New freedoms - new responsibilities

[editorial] John Levett
Over three decades ago, ALIA adopted its first Statement on the freedom to read. Its adoption was a curious process, since although its principal invokers were public librarians, who seemed always to be on the firing step in the debate, centring as it did on censorship, all elements of the profession supported it (or did not actively gainsay it) even though academic librarians had always had, under the rubric of genuine research, the freedom to import material which HM Customs (whose officers were then the de facto gatekeepers of Australian morality) might otherwise have impounded; children's librarians were largely outside the debate, and special librarians had their own corporate agendas.
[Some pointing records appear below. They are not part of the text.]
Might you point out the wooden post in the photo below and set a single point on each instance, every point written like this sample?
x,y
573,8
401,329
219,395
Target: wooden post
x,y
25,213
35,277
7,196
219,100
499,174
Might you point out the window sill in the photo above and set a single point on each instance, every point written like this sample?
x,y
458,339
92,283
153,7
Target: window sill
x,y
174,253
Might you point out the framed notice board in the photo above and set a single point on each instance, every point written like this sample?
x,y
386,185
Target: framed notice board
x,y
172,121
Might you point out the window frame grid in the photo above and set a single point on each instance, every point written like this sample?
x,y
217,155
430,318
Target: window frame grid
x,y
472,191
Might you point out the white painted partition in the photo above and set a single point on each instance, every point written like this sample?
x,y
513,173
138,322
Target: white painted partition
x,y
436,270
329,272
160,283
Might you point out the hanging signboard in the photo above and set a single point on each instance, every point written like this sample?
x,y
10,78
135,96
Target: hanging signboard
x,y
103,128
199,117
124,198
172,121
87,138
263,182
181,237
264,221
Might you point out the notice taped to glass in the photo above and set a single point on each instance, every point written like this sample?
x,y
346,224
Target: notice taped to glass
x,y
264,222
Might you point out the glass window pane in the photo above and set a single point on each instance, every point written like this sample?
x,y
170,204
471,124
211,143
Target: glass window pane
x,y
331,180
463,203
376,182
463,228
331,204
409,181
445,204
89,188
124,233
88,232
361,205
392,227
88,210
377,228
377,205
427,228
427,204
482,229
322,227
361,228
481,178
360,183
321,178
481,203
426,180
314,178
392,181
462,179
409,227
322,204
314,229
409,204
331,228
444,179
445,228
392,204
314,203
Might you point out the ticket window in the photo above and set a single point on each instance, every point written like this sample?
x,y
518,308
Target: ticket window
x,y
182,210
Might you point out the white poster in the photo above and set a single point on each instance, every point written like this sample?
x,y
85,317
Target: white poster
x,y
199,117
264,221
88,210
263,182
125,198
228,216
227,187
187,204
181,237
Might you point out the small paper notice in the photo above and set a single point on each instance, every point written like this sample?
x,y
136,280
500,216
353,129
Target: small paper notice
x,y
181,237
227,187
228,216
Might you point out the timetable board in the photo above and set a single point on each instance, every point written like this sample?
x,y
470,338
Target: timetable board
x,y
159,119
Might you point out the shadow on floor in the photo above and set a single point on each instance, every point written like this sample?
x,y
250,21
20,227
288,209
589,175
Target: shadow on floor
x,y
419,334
In the sixties, we all wore our hearts on our sleeves: the nineties have induced a more pragmatic stance, but since those early intoxicating days, when the censors were routed, customs put firmly in their box, and thanks to that now all-but-forgotten keeper Don Chipp, our Statement has evolved to its present form, within which, it is safe to say, librarians will supply any information to anybody, [including, by default information available via the Internet] subject only to implied caveats regarding the need to safeguard the young. We fought those early battles not on the lofty heights of political freedom, or of the right to religious expression, but on the much rougher and raked-over terrain of obscenity, usually focussed on the use of the Anglo-Saxon copulative verb. Uncharacteristically, we paraphrase here, perhaps because of the broadside delivered by a recent departing dinner guest (not a librarian) after a more than usually heated debate on the freedom to read: 'You librarians' she said 'are all for the freedom to read, but if you printed the word Fuck just once in your precious journal, your colleagues would drum you out of office.' Quite right too. At any rate, in those innocent days, that was the go-word that set any number of local government councillors by the ears. Nowadays, as the song says 'anything goes'. Up till now.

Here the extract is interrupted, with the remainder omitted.